DNA extraction of the isolates was performed using the HiYieldTM Genomic DNA Mini Kit (Real Biotech Corporation, Taiwan) and Nextera DNA Flex (Illumina, San Diego, CA, USA). Library preparations were made for each sample according to the standard protocol. The libraries were subjected to whole-genome sequencing using the NovaSeq 6000 Sequencer (Illumina, San Diego, CA, USA) according to the manufacturer’s instructions. Approximately 2 GB of 2 × 150 nt paired-end reads were generated for each sample.

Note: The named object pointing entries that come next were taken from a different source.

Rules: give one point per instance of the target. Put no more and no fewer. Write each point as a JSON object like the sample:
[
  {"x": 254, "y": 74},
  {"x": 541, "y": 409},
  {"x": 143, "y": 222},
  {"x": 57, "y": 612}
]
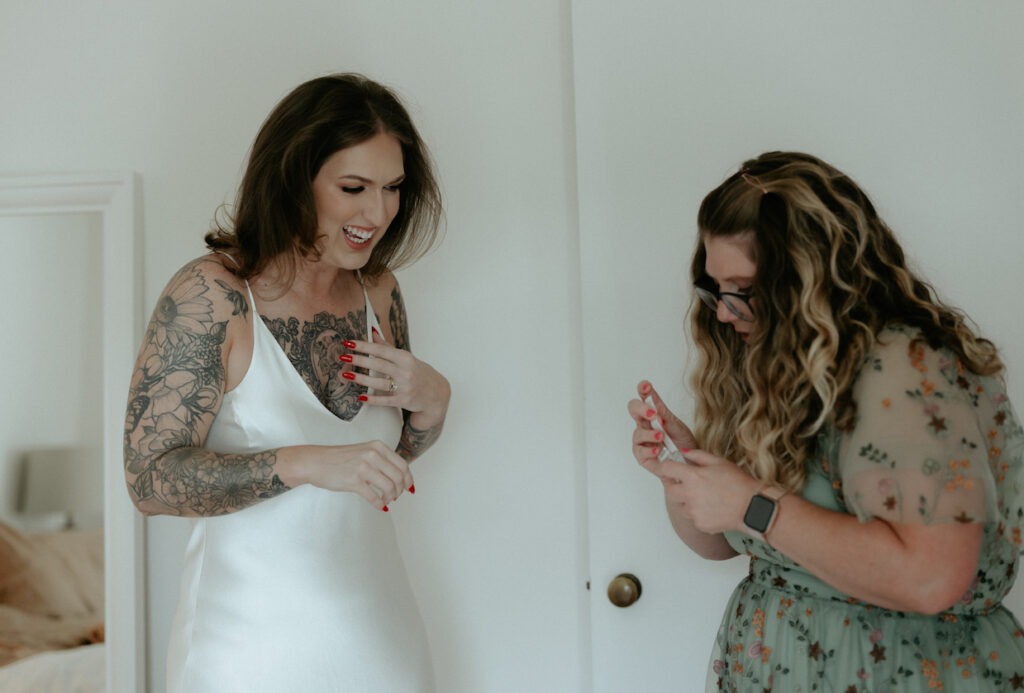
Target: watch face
[{"x": 759, "y": 513}]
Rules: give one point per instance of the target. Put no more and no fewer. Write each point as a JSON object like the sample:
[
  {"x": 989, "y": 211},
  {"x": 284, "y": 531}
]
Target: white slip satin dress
[{"x": 305, "y": 592}]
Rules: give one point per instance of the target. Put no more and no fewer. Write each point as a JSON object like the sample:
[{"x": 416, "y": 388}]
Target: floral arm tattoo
[
  {"x": 175, "y": 393},
  {"x": 415, "y": 441}
]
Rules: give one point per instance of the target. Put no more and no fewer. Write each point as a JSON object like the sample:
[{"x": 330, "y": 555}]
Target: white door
[{"x": 671, "y": 98}]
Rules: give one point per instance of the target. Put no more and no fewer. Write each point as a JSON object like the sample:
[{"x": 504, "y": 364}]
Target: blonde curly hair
[{"x": 829, "y": 276}]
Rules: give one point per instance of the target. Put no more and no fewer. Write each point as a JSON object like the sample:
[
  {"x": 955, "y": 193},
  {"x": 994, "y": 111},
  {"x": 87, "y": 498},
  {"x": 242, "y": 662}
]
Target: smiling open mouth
[{"x": 356, "y": 235}]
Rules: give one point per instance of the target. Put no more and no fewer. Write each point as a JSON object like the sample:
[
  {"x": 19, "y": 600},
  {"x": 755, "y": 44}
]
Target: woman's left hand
[
  {"x": 400, "y": 379},
  {"x": 712, "y": 491}
]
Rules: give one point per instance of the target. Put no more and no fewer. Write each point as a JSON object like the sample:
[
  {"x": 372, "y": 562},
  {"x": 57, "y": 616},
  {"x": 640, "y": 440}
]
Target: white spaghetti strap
[
  {"x": 371, "y": 315},
  {"x": 233, "y": 261}
]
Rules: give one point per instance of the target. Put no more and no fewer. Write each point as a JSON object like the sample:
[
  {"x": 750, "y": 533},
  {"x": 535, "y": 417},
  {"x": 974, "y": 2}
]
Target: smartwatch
[{"x": 762, "y": 511}]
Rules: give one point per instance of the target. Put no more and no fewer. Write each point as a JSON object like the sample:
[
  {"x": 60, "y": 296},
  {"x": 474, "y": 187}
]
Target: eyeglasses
[{"x": 738, "y": 304}]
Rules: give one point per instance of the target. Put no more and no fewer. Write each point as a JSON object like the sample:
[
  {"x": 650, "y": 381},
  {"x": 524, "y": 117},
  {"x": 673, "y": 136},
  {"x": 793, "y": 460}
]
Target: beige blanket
[{"x": 51, "y": 591}]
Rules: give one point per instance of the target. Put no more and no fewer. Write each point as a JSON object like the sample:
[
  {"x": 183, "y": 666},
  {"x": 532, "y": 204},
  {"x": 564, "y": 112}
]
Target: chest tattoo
[{"x": 313, "y": 348}]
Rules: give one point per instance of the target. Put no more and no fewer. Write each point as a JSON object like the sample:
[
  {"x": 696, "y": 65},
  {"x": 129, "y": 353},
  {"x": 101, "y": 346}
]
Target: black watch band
[{"x": 762, "y": 511}]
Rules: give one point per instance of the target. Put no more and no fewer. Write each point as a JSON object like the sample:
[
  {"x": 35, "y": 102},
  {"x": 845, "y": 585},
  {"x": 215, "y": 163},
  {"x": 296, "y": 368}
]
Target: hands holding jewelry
[
  {"x": 398, "y": 378},
  {"x": 710, "y": 491}
]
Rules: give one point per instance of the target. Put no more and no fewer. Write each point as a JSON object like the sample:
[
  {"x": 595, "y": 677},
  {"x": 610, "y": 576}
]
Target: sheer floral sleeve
[{"x": 933, "y": 442}]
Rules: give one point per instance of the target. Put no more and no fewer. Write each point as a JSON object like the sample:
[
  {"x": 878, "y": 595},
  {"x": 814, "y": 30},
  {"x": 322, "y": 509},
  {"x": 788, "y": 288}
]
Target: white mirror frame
[{"x": 117, "y": 198}]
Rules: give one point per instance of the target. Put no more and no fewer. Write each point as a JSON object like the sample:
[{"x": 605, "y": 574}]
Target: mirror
[{"x": 98, "y": 215}]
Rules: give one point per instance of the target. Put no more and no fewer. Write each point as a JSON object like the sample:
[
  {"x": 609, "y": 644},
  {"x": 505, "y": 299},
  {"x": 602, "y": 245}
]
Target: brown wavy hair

5.3. Bioinformatics Analysis

Reads were cleaned and trimmed using fastp with default parameters. The genome assembly of cleaned reads and annotation were undertaken using Spades 3.14.1 [24] and Prokka v1.14.5 [25], respectively, using default parameters. Snippy v4.6.0 [26] was used to call SNPs based on the nearest reference genome, P. aeruginosa strain YTSEY8 (GenBank accession number: CP054581.1). The GenBank file for YTSEY8 was used as input to Snippy to generate annotated variant changes for each genome.

6. Conclusions

As WGS becomes cheaper and genomic analysis easier, it becomes possible to not only track strains, but also follow bacterial evolution directly and within patients. These adaptations, including to clinically relevant phenotypes such as antimicrobial resistance, provide a great deal of information on the mechanisms bacteria use to avoid immune surveillance, adapt to antibiotic therapy, and become more virulent. This “real-time” information can be harnessed to improve clinical management, such as by using combination therapies and “second-guessing” the evolutionary adaptation strategy that bacteria use. Bacteria evolve either by plasmid/transposon/viral rearrangements and genomic additions/deletions, or by single nucleotide mutations of the core genome. In this case report, the initial infection strain has adapted by a small number of SNP mutations. As bacterial traits are governed mostly by the genome sequence (epigenomics also plays a part), bacterial evolution can be seen as a search of a phenotype fitness landscape encoded by the approximately six million genomic bases. The three-week duration of the infection corresponds to the time required for an exhaustive, brute-force search of the fitness landscape by SNP/indel mutation of all bases in the genome (1000 generations, or about 21 days with half-hour generations). In both isolates, single SNP/indel events (in mexR and NfxB) would have significantly increased antibiotic resistance. Thus, without the extracellular introduction of antibiotic resistance plasmids, etc., the typical time to develop antibiotic resistance will be about three weeks at 37 °C. To evolve proteins with new functions (approximately 50% of bases changed in a CDS) requires a chain of many sequential SNP changes. As the average gene is 3 kb long, 1500 SNPs would be required sequentially—of the order of one million generations, or about 60 years. Plasmid- and viral-mediated uptake of novel functional peptides will be the principal mode of antibiotic adaptation during transmission from patient to patient. Intra-patient, where plasmid- and viral-mediated DNA transfer is limited, the principal mode of adaptation will be SNPs and indels, with adaptation time by evolution of novel protein functions measured in decades.